As tech companies pour billions into artificial intelligence, a counterintuitive strategy is gaining traction: giving away the code. The move to open source AI models reflects growing pressure to rein in development costs while accelerating breakthroughs in a field where talent and computing power come with a hefty price tag.
The AI landscape is shifting as companies like IBM, Meta and Mistral AI embrace open-source development, making sophisticated AI technology freely available to developers and researchers. While this approach could democratize access and accelerate breakthroughs through collaboration, critics warn that it could allow bad actors to misuse or modify the technology for harmful purposes.
Proponents say that open-source AI development makes it possible for researchers and developers around the globe to inspect, modify and improve the technology. This collaborative approach has already yielded significant advances in model efficiency. For instance, IBM's new Granite 3.0 AI models achieve performance comparable to larger systems while requiring just a fraction of the computing resources.
IBM is releasing its Granite 3.0 models as open-source software under the Apache 2.0 license, taking a markedly different approach from developers that keep their AI systems private. The company built its models using public datasets like GitHub Code Clean and StarCoder, allowing them to steer clear of the copyright issues that have led to lawsuits against AI companies that train their models on protected content, such as News Corp's current case against Perplexity.
The release includes 8B and 2B language models focused on enterprise tasks like retrieval augmented generation and classification, along with specialized variants for instruction and security monitoring. Supporting 116 programming languages and trained on 3-4 terabytes of tokens, the models are available through multiple platforms, including Hugging Face, GitHub and IBM watsonx.ai. The models range from 3–34 billion parameters and can be used for research and commercial applications without restrictions in nominally "open-source" releases.
"Having that diversity of thought and contributing as part of this open ecosystem is just a much more exciting proposition than keeping our models closed in a box," says Kate Soule, Program Director of Data and Model Factory at IBM Research. “We want the community to use it.”

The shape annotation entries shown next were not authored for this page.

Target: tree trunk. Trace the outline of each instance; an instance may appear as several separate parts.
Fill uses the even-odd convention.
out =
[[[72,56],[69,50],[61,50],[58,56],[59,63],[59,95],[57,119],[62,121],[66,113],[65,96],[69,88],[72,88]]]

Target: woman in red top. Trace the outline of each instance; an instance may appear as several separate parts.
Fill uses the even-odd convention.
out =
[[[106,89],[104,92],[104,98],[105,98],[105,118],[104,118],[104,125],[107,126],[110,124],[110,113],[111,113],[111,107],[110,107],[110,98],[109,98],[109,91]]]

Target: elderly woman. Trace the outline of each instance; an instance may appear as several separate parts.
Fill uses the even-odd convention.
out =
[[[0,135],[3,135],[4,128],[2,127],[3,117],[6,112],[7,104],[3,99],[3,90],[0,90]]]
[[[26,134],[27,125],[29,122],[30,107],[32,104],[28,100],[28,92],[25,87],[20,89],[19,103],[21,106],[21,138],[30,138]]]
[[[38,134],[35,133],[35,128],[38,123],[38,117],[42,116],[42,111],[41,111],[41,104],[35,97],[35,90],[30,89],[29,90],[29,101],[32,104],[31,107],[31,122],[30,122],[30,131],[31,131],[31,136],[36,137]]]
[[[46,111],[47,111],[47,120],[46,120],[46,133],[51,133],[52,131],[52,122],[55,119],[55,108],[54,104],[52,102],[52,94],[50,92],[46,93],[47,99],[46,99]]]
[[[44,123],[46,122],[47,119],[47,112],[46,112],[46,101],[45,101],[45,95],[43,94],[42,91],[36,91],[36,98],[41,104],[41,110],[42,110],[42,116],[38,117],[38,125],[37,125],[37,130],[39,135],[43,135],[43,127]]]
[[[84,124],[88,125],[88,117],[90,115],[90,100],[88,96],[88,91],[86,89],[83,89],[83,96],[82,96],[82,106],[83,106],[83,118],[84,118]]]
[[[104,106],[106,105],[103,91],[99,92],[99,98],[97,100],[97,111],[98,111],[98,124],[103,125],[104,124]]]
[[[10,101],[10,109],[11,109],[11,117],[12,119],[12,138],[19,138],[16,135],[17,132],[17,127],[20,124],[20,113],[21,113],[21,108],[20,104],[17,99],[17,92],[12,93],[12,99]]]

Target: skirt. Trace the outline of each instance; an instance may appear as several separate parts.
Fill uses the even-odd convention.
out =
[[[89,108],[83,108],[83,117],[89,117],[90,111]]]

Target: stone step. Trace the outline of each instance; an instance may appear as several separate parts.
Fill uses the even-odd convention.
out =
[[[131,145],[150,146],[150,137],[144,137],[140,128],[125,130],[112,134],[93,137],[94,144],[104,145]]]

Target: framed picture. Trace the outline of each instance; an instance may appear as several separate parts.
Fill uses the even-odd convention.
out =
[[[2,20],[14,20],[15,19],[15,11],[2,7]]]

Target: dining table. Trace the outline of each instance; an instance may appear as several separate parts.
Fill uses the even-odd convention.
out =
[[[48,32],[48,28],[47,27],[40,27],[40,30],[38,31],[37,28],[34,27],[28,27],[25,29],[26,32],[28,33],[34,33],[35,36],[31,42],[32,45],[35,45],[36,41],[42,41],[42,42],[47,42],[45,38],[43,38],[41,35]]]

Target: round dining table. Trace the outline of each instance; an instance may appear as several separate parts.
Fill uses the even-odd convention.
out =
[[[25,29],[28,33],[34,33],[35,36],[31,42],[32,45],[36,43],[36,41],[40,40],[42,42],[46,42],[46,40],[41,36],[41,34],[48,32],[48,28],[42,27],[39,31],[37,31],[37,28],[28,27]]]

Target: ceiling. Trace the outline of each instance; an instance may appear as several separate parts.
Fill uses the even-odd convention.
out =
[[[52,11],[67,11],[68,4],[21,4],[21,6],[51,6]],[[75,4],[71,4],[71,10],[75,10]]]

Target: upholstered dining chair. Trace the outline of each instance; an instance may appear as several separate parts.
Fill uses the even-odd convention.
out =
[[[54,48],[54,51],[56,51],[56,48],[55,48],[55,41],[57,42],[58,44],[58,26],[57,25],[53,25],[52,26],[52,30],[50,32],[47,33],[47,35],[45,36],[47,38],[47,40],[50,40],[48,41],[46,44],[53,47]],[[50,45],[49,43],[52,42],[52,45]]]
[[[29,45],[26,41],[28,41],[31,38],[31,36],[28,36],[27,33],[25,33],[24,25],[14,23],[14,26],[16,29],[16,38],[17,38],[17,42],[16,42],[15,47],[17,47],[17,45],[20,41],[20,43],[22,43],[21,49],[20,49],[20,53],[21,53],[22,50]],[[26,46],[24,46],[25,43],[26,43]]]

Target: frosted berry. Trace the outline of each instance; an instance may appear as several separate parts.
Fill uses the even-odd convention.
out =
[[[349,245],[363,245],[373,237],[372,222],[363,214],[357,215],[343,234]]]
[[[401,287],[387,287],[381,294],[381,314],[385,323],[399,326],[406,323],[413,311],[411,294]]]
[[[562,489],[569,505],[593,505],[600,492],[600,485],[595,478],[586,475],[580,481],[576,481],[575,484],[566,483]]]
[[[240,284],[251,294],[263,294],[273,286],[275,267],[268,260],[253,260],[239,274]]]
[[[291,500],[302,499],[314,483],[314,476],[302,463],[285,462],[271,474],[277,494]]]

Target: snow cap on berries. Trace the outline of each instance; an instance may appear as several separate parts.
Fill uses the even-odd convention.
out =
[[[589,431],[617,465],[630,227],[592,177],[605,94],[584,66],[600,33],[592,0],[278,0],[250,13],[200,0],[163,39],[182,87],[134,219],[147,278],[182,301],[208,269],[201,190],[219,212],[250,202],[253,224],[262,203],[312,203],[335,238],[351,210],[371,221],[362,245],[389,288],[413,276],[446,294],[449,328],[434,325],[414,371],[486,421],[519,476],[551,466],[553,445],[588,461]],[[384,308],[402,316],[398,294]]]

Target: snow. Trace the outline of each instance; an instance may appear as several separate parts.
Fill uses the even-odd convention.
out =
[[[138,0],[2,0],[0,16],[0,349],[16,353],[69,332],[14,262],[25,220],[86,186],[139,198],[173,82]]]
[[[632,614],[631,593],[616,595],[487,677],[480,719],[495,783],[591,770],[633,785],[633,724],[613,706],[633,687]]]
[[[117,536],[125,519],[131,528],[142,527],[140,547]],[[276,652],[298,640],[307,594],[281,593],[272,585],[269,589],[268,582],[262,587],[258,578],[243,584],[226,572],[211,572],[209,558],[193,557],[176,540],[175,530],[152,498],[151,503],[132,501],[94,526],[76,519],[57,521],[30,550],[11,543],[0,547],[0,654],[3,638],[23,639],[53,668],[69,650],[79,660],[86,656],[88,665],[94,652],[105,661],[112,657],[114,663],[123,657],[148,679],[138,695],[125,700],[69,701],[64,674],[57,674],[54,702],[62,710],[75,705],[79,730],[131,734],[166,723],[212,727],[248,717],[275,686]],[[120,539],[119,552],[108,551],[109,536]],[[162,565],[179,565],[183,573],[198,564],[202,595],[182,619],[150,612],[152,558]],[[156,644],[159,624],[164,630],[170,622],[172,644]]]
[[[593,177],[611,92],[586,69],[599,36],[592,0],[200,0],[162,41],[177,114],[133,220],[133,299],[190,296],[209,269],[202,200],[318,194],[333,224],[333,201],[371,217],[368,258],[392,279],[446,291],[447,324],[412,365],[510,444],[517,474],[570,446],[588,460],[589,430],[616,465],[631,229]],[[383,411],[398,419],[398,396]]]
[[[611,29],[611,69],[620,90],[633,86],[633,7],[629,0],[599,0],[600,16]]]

The open-source movement has also gained momentum in Europe, where Mistral AI has emerged as an industry leader. The Paris-based startup has released increasingly capable models that developers can freely download and modify.
The open-source strategy creates a two-way exchange: Companies share AI models that only deep pockets could build while gaining insights from thousands of developers as they find novel uses for the technology. Restricting access, many now argue, means missing out on this collective innovation.
“Imagine there exists some small, novel tweak to your model architecture that, even leaving everything else unchanged, would significantly improve overall performance,” says Dave Bergmann, a Senior Writer at IBM Think. “If you release your model as only open weight and decline to disclose information and code for its architecture, you might never realize the opportunity there. But if 20,000 people mess around with your model code, someone will spot it.”
Meta's release of its open-source Llama models was a significant turning point. It meant that one of tech's biggest companies gave researchers and smaller organizations access to advanced AI technology they could never afford to build independently.
“We fundamentally believe that open-source AI is good for everyone, starting with developers who can take these models and fine-tune it, train it, distill it and use it wherever they want,” says Amit Sangani, Senior Director of AI Partner Engineering at Meta, during a recent AI Alliance meetup. “The more open-source AI is, the more transparent and safer it becomes. It gets widely scrutinized, and that’s a good thing—because when issues are found, people, including Meta, will fix them.”
Despite the advantages, open-sourcing AI technology could come with risks. Some observers say that open-source AI models can be more easily modified for harmful purposes, such as generating disinformation or creating malware. The lack of centralized control means that even if the original developers adhere to high ethical standards, modified versions of their models might not.
Nonetheless, the efficiency gains demonstrated by models like Granite 3.0 point to a potential future where AI capabilities become more accessible to organizations with limited resources. Small businesses that can’t afford to run massive language models could deploy smaller, more efficient, open-source alternatives tailored to their specific needs.
“Open source is going to enable more innovation in more places,” says Dave Nielsen, AI Alliance Community Director. “And that's just going to generate more excitement for more entrepreneurs and more customers, and it will create more revenue.”